The Tornadoes are two of the four area teams at the state final four this weekend. The others are the Proctor boys from Utica and the Sauquoit Valley girls.
But there’s something different about the small-town soccer tradition in Poland.
“Yeah, it’s a big deal here,” said Bill Weakley, a 1976 Poland graduate and former bench warmer on one of Shufelt’s soccer teams.
Yes, thanks in large part to Shufelt — “He is Poland soccer,” said Bill Wenzel, another former player — almost everybody has a rooting interest in one or both of these teams.
“This is our thing. From 8 to 80, everybody’s on the same train,” said Wenzel, 49, a local contractor and father of Bryce Wenzel, a junior on the team. “It doesn’t cost you much, just a pair of cleats, a couple nets and some attitude, and away you go.”
When Shufelt, a 73-year-old Remsen native and former Ithaca College soccer star, came to Poland Central as a physical education instructor in 1960, he and athletic director Howard Chaffee helped get the program started.
In his 34 years as soccer coach, Shufelt’s boys teams won 361 games, 13 league titles and four Section III championships.
Page 2 of 3 - “It didn’t happen overnight,” he said. “But the kids really took to it, and it just kept getting bigger and bigger. The type of kid we have has a lot to do with it, and most people here played soccer so the community understands the game and follows it.
“It’s an honor to be a part of it, but it is these kids’ world now. It’s their time to ring the ball. We had our day.”
Former goalkeeper Dave Dexter’s “day” included back-to-back trips to the state championship game in 1983-84 — Poland lost to Long Island’s Southold each year — and his wife, Lora (Dutcher) Dexter, was a member of a Poland girls team that played in the regionals. Their daughter Karlie played a few years ago, and now their son Austin is a senior defender on the boys team.

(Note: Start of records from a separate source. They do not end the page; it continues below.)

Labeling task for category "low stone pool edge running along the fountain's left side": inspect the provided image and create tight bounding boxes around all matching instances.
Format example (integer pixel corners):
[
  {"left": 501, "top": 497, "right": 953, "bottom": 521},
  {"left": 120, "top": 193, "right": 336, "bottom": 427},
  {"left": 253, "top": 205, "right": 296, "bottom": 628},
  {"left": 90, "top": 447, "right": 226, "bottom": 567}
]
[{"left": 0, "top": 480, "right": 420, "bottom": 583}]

“This comes out every soccer season. It keeps me young,” Dave Dexter, a 45-year-old town of Norway highway department worker, said Wednesday, while leafing through a scrapbook filled with newspaper clippings and photographs of his glory days. “Soccer has been in our blood for years. It’s in our veins. This is something I will never forget and it’s something (Austin) will never forget. This is big for all of these kids. I loved it and they’re going to love it.”
“It feels good to be going there, where he was,” Austin Dexter said during Wednesday’s practice. “Now, we will both have that to share, and to win a state championship and do something my dad wasn’t able to do would be great.”

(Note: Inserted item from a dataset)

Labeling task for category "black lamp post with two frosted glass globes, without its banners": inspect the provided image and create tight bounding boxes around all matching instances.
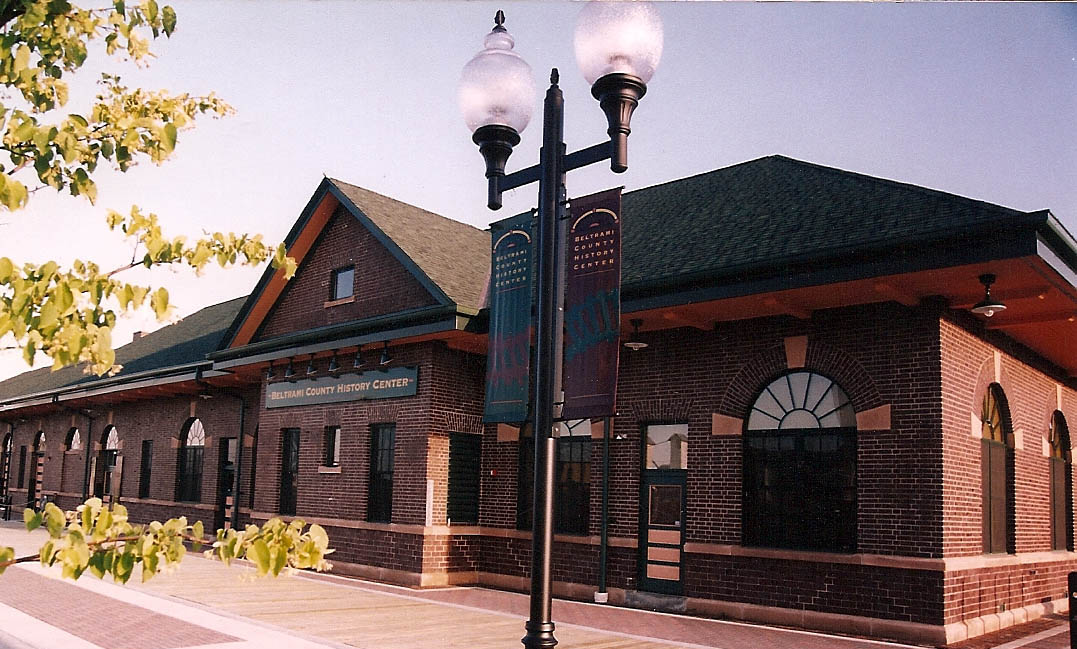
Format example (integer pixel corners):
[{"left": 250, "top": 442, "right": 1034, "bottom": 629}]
[{"left": 460, "top": 2, "right": 662, "bottom": 649}]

Greg Haver, the homegrown coach of the boys team — he graduated in 1990 after playing two varsity seasons for Shufelt — returned to replace his legendary mentor 17 years ago.
Haver’s teams have come close to winning that first state title, losing to Chazy in the Class D final in 2005 and 2007. His assistant coach, Jason Potempa, played for the Tornadoes in 1998, the first time Poland’s boys and girls reached the state final four.
The girls lost to Ellicottville 1-0 in the finals and the boys lost to the eventual champion, Rochester’s Northstar Christian, 2-1 in overtime in the semifinals.
“You get goose bumps just thinking about it,” said Tom Basel, a transplant from Endicott who has coached the Poland girls’ team since 1997. “We’ve been knocking on the door. Hopefully, this will be the year.”
“Barry got the ball rolling, he had some success, and kids want to play and do well because the last group did,” said Haver. “It’s a soccer community. Everybody is involved somehow. People have been tied into it, in some way, for years and years and years.
“We’re just a small town, we don’t have that much entertainment, so this is kind of what we do here.”
Page 3 of 3 - And it shows. Every season, the streets are lined with signs shaped and painted like soccer balls — complete with each player’s name and number — nailed to telephone poles. It’s another tradition started years ago by the late Janine Walker, an art teacher at the school.
“The fans here are great,” said Hannah Mahoney, a senior member of the girls team. “There’s not one person who isn’t supporting us. We’re like a family, and we’re making history.”